Fourdoor
Active Member
Might not be as uncommon as you think. I have to make frequent business trips for work, averaging about 1 trip per week. Each trip requires at least 1 supercharger visit. That's in no way abuse. It's what I need to go about my daily life. I'd be happy to pay for each visit, but that's not how it is currently handled. Instead, my above average supercharger use is subsidized by those of you who use the superchargers less than average. To those people, I offer my thanks, and my promise to switch to pay per use if and when it becomes available.
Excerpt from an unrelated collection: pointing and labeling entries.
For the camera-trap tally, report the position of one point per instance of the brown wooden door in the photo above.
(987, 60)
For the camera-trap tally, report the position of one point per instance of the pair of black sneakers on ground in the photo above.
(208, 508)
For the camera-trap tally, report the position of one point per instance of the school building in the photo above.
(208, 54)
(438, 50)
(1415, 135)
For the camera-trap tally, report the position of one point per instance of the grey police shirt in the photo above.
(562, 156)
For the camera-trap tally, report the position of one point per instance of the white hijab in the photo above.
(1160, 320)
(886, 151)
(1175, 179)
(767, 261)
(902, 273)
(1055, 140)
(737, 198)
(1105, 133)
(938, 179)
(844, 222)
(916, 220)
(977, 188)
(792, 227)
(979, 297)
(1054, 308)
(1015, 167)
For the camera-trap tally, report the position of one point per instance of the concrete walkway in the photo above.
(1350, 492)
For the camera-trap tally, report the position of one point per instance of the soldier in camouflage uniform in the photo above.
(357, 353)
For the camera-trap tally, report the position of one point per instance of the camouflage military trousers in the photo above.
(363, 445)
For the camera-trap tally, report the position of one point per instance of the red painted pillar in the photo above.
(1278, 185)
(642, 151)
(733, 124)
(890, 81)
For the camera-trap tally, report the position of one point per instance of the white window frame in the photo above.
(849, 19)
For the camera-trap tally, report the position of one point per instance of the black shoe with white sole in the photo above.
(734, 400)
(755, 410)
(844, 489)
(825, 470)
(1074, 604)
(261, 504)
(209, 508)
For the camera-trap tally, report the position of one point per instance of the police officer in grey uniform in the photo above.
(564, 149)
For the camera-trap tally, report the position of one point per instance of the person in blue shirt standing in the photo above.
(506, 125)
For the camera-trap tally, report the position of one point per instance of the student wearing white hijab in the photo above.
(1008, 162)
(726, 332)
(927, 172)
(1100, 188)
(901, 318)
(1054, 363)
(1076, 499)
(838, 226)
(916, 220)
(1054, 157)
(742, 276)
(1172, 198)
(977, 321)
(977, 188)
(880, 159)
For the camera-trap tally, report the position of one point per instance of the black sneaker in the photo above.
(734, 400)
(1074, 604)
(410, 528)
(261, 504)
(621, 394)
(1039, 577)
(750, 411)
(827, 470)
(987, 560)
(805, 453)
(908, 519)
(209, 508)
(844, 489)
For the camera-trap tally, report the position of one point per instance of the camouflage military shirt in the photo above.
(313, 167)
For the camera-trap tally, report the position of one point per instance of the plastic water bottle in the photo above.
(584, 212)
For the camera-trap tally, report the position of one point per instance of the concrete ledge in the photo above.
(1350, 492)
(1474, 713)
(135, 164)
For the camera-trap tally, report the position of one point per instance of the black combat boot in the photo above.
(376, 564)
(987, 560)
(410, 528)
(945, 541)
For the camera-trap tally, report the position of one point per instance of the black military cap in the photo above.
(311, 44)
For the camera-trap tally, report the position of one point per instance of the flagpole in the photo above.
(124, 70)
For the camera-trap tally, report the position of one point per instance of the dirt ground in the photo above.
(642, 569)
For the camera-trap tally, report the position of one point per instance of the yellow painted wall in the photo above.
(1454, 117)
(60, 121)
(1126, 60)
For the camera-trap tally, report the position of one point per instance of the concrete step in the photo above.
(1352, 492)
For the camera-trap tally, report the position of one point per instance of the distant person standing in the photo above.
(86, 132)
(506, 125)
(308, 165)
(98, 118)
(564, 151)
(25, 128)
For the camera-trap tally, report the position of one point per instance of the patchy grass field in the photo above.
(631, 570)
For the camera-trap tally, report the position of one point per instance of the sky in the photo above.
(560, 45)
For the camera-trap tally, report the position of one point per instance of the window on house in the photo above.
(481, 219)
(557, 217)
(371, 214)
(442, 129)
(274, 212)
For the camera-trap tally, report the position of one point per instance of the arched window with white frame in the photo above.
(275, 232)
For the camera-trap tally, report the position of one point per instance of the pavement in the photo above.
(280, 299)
Actually, your supercharging cost rolled into the purchase price is what is paying for the Supercharger that is being built in Meridian Mississippi... that Supercharger (much like the one at the Meijers in Terre Haute Indiana) will sit empty and un-used 95% of the time, possibly more... but when someone is coming through on a road trip they will bless you to the stars and the moon for ponying up the dough for the infrastructure expansion.
I really like to drive. What do you do with your weekends? I like to get in the car, pick a direction, and GO. It is nice to see things with your own eyes, instead of on a computer screen. There are still too many places I haven't been yet. I look forward to going to see them while driving fully electric.
As for it being a 'time warp'... I'm not sure what you mean by that. Lemme check my math... Hmmm... 365 days per year... Divided by 7 days in a week... Comes to 52 weeks... So, if I hit the road every weekend... That makes for at least 50 weekends of GO time.
I really like to drive. Yeah, I know that most people don't. They consider cars to be naught more than a conveyance of necessity or conveyance. A means to get from a given Point 'A' to another Point 'B'. People who drive in tight circles between home, work, store, church/temple/synagogue -- and nowhere else, all year. That's why leasing firms and insurance agencies figure most only drive 12,000 to 15,000 miles per year. Their loss. If I only needed to travel around 1,000 miles per month, I wouldn't need a car at all. I'd walk, or take the bus.
"You may say I'm a dreamer, but I'm not the only one...
"Perhaps one day you will join us, and the world will live as one..."
People ask me why I didn't like living in Hawaii... the answer was that unless you like to drive in circles there was nowhere to GO without getting on an airplane and being miserable for several hours... and then not having your car when you reached where ever the plane was going. I was fine for the first 6 months but then I was sick and tired of not being able to just hop in the car and go somewhere.